A few days ago PsyBlog reported on a study that revealed that people just getting to know one another frequently talk about music and that music serves as a powerful means of signalling personality traits. Here are the details of how the study worked:

participants were asked to judge people’s personality solely on their top 10 list of songs. This was compared to participants results on a standard type of personality test measuring the big five personality traits: openness to experience, extraversion, agreeableness, conscientiousness and emotional stability. Overall the results showed that music preferences were reasonably accurate in conveying aspects of personality. Of the five traits, it was a person’s openness to experience that was best communicated by their top 10 list of songs, followed by extraversion and emotional stability. On the other hand, music preferences didn’t say much about whether a person was conscientious or not.

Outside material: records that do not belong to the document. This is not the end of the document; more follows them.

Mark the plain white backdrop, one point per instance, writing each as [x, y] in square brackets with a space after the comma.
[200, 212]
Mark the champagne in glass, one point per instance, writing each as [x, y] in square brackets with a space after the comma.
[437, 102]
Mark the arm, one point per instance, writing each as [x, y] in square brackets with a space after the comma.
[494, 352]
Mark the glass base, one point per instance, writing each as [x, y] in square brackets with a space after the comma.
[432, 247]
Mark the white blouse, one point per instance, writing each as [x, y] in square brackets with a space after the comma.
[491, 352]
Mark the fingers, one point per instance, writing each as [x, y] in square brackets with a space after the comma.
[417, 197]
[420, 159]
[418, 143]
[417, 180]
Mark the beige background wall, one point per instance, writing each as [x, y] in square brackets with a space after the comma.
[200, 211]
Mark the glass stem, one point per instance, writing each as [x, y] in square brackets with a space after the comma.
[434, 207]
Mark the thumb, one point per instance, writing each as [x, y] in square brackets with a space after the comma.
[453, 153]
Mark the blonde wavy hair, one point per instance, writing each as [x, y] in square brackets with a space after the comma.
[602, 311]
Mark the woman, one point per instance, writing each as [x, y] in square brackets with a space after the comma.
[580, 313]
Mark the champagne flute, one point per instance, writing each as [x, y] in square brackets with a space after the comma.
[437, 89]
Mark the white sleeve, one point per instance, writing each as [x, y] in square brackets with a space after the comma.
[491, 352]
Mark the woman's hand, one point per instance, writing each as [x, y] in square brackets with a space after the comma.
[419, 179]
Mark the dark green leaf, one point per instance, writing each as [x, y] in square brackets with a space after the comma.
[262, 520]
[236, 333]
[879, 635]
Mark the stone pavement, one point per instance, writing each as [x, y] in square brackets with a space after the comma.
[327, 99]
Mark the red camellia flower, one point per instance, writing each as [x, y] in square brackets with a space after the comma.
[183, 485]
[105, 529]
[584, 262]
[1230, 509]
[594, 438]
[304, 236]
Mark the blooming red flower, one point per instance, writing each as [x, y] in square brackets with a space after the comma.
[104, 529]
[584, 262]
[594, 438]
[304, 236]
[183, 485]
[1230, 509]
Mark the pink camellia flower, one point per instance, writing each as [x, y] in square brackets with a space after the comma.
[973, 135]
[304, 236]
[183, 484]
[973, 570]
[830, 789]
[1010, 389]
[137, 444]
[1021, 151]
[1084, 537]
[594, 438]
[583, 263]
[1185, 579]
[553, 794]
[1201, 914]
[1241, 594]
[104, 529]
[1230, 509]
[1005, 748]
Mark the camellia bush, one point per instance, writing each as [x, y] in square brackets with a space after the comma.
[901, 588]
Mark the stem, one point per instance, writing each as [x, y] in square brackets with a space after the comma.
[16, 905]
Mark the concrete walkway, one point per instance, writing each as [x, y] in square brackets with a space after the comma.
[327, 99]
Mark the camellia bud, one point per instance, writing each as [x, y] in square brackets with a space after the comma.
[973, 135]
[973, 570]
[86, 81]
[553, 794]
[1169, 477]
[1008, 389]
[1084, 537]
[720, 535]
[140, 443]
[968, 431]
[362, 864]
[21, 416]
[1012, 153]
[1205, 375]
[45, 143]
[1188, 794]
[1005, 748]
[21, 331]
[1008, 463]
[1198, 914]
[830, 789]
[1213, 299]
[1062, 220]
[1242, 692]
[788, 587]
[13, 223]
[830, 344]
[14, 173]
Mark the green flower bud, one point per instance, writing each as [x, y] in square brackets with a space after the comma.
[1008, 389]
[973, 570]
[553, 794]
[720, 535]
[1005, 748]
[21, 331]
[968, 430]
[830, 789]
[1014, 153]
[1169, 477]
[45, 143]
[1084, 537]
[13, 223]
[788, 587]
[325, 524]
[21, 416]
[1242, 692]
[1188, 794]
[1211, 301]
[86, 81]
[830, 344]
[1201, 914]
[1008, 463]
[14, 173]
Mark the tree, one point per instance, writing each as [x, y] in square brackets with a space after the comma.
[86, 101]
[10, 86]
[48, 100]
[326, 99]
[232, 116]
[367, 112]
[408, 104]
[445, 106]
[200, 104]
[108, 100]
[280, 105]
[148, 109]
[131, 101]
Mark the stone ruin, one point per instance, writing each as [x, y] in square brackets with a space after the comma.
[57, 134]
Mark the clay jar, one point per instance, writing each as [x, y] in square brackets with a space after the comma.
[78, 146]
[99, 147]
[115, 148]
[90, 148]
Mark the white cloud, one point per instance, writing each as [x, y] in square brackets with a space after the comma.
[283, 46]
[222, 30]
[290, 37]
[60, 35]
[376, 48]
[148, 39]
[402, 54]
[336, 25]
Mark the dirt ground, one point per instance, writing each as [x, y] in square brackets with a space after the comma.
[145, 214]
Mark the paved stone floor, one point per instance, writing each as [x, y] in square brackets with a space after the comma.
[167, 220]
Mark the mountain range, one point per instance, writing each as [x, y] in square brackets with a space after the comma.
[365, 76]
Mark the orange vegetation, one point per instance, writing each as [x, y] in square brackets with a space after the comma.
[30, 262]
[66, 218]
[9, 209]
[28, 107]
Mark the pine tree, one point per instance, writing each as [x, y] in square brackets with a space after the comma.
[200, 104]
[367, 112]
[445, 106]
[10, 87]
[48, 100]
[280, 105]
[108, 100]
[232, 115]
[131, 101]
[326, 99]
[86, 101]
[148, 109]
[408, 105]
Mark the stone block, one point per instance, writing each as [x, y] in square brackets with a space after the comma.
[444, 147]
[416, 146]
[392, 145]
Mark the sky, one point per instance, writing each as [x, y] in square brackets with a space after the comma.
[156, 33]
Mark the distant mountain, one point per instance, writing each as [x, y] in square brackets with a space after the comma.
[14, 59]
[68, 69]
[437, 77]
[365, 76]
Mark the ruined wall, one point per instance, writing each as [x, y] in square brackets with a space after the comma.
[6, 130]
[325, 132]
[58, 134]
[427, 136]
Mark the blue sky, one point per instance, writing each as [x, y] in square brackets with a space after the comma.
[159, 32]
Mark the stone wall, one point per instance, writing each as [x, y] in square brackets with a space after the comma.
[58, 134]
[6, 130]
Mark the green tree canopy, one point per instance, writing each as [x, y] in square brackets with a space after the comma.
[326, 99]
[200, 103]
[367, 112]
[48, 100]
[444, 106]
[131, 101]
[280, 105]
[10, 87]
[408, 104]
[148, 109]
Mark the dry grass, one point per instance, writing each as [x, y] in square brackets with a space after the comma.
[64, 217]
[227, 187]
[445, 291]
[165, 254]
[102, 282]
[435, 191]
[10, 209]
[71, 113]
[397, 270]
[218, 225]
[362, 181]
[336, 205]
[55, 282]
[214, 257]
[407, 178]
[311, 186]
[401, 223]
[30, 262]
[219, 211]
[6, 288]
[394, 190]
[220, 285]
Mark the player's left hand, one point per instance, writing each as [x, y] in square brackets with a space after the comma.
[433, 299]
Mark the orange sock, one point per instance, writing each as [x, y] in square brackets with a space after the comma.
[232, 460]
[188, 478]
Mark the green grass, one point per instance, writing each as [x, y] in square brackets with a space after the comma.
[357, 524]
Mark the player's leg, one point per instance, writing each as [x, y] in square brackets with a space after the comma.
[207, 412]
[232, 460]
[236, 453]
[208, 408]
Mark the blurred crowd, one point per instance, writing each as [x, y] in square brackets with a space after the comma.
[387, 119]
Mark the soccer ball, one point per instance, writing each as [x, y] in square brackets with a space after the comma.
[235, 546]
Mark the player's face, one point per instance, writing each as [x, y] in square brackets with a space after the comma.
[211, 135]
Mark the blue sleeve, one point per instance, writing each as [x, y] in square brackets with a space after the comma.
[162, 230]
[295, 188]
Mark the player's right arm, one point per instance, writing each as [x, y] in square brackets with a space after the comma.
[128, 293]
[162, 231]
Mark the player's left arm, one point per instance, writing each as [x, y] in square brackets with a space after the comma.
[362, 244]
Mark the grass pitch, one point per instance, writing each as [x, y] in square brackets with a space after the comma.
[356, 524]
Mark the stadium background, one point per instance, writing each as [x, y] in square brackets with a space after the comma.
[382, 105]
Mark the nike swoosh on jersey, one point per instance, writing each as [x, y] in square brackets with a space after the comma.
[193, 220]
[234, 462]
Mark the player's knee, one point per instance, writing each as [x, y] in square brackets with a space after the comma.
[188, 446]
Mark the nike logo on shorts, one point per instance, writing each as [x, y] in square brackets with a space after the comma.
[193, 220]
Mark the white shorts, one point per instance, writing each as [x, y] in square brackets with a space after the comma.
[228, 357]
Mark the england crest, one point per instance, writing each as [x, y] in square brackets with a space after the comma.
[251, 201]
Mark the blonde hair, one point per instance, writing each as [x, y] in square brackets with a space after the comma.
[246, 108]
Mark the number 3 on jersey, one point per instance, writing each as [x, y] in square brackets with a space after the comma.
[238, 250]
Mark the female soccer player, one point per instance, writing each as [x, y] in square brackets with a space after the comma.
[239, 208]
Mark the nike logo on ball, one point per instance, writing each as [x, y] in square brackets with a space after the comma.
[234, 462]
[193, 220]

The study led me to wonder, though, if you couldn’t develop an iTunes plug in that would interpret your personality to yourself by analyzing what you are currently playing or have played most often most recently along the lines of how Pandora analyzes music and makes recommendations. (I need something to tell me why I am listening to so much Jandek.) It would work like a horoscope, perhaps, making oracular pronoucements about how you are feeling and what you seem to need. When iTunes inevitably becomes a social networking tool, this horoscope could link you to other people who might be especially compatible with you. If music is proxy for personality, it seems a cinch to make networked iTunes libraries into a kind of dating service.

Still, I found the specific findings of what music makes for what personality a little suspect:

What some music preferences mean for personality:
  * Likes vocals: extraverted
  * Likes country: emotionally stable. On the face of it, this is bizarre really because country music is all about heartache. Either the emotionally stable are attracted to country music or it has a calming effect on the unstable!
  * Likes jazz: intellectual

These correlations seem entirely contingent on popular associations, not some intrinsic quality of the music, and will likely change as the public perceptions of these genres change. Also the signalling power of these genres diminish the more they are understood as sheer signals, and the authenticity of a person’s preferences become questionable in light of their obvious instrumentality. If everyone knows you can say you are into the Shins to establish some kind of indie credibility, then liking the Shins no longer signifies that. The music’s usefulness as signal empties it of the specific quality it originally conveyed. That’s why this is such a poignant and powerful PSA. Music preferences become subject to the rational expectations critique—the alleged coolness of the preference is already built in by the time you choose to like something, so you get no added coolness out of the choice. You have to choose to like something uncool and hope the zeitgeist blows in that direction. Likewise, jazz signals not that you are intellectual, but that you were aware that it would make you seem as though you are intellectual at the time the choice was made. The more obvious the signal, the less authentic the choice seems, and the less it seems to reflect your true personality as opposed to the one you are scheming to convey. I don’t think this study undermines this, because music selection and personality test taking can both be games of projecting who you want to be rather than measuring something that’s there and beyond your control. This, in fact, may be why it is always a waste of time to try to determine what someone’s “true” personality is—it is always ad hoc, contingent on choices in the moment, on what one seeks to stress and minimize.

Perhaps this is why I find the question of what music I like a really annoying one to answer, because it has nothing to do with, well, what music I like. I secretly resent the question; it’s another way of asking, “Who the hell do you think you are?” It’s like the spot on social networking profiles that encourage you to list what books and records and movies you like; this is impossible to do honestly. Generally I’m very reticient to disclose my personality (why I wear a de facto uniform), which, New York magazine tells me, places me in a moribund demographic. I just strongly suspect that anything I say about myself, no matter how well-intentioned, will eventually be made into a lie by my actions, what people should probably judge me by. Which raises this question: Is forming tastes about consumer-culture product now the only form of public action left open to us?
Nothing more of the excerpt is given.